We try to explain ourselves. Contrary to my first impression, neither Marga nor Charly seem to blame me. They just clamour about the kids.
‘My children are lost and they’re with two crazy people,’ says Marga.
But the cops only want to know why we were fighting. Charly’s chest starts to swell and for a moment I’m afraid he’s going to go after the cops. I let my hands fall in resignation the way Marga had done with me a moment ago, and all I get in return is the second cop’s eyes following the movement of the shorts in alarm.
‘What are you looking at?’ asks Charly.
‘What?’ says the cop.
‘You’ve been staring at those shorts since you got out of the car. You want to let someone know there are two missing kids?’
‘My kids,’ repeats Marga. She stands firmly in front of one of the cops and repeats it many times; she wants the cop to focus on what’s important: ‘my kids, my kids, my kids’.
‘When did you see them last?’ the other cop finally asks.
‘They’re not in the house,’ says Marga. ‘They took them.’
‘Who took them, ma’am?’
I shake my head and try to interrupt, but the cops beat me to it.
‘Are you talking about a kidnapping?’
‘They could be with their grandparents,’ I say.
‘They’re with two naked old people,’ says Marga.
‘And whose clothing is that, ma’am?’
‘It’s my kids’.’
‘Are you telling me that there are children and adults naked and together?’
‘Please,’ says Marga’s now broken voice.
For the first time I wonder how dangerous it really is for your kids to be going around naked with your parents.
‘They could be hiding,’ I say, ‘we can’t rule that out yet.’
‘And who are you?’ asks one cop, while the other is already radioing the station.
‘I’m her husband,’ I say.
So the cop looks at Charly now. Marga faces him down again, and I’m afraid she’s going to refute my words, but she says:
‘Please: my children, my children.’
The first cop leaves the radio and comes over:
‘Parents in the car, and the gentleman,’ indicating Charly, ‘stays here in case the kids come back to the house.’
We stand looking at him.
‘Get in, let’s go, we have to move fast.’
‘No way,’ says Marga.
‘Ma’am, please, we have to be sure they’re not headed toward the highway.’
Charly pushes Marga toward the patrol car and I follow her. We get in and I close my door with the car already moving. Charly is standing, looking at us, and I wonder if those three hundred kilometres of exciting driving had been done with my kids in the backseat. The patrol car backs up a little and we pull away and head toward the highway, fast. Just then I turn back toward the house. I see them, all four of them: behind Charly, past the front yard, my parents and my children, naked and drenched in the living room’s picture window. My mother is rubbing her tits against the glass, and Lina imitates her in fascination. They’re shouting with joy, but no one hears.

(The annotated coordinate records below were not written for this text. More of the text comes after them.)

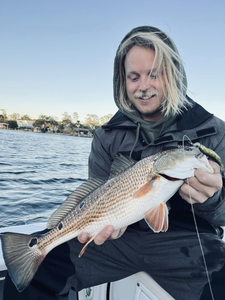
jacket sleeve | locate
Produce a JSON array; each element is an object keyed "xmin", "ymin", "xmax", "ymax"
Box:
[
  {"xmin": 88, "ymin": 128, "xmax": 112, "ymax": 180},
  {"xmin": 194, "ymin": 127, "xmax": 225, "ymax": 226}
]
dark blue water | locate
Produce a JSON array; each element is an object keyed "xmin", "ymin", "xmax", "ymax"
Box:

Simon mimics the two of them with his ass cheeks. Someone yanks the shorts from my hand and I hear Marga curse the cops. The radio makes noise. They’re shouting to the station, and they say the words ‘adults and minors’ twice, ‘kidnapping’ once, and ‘naked’ three times, while my ex-wife punches her fists into the back of the driver’s seat. So I tell myself ‘don’t open your mouth’, ‘not a peep’, because I see my father look at me: his old torso tanned by the sun, his soft sex between his legs. He’s smiling triumphantly and he seems to recognise me. He’s hugging my mother and my children, slowly, warmly, without pulling anyone away from the glass.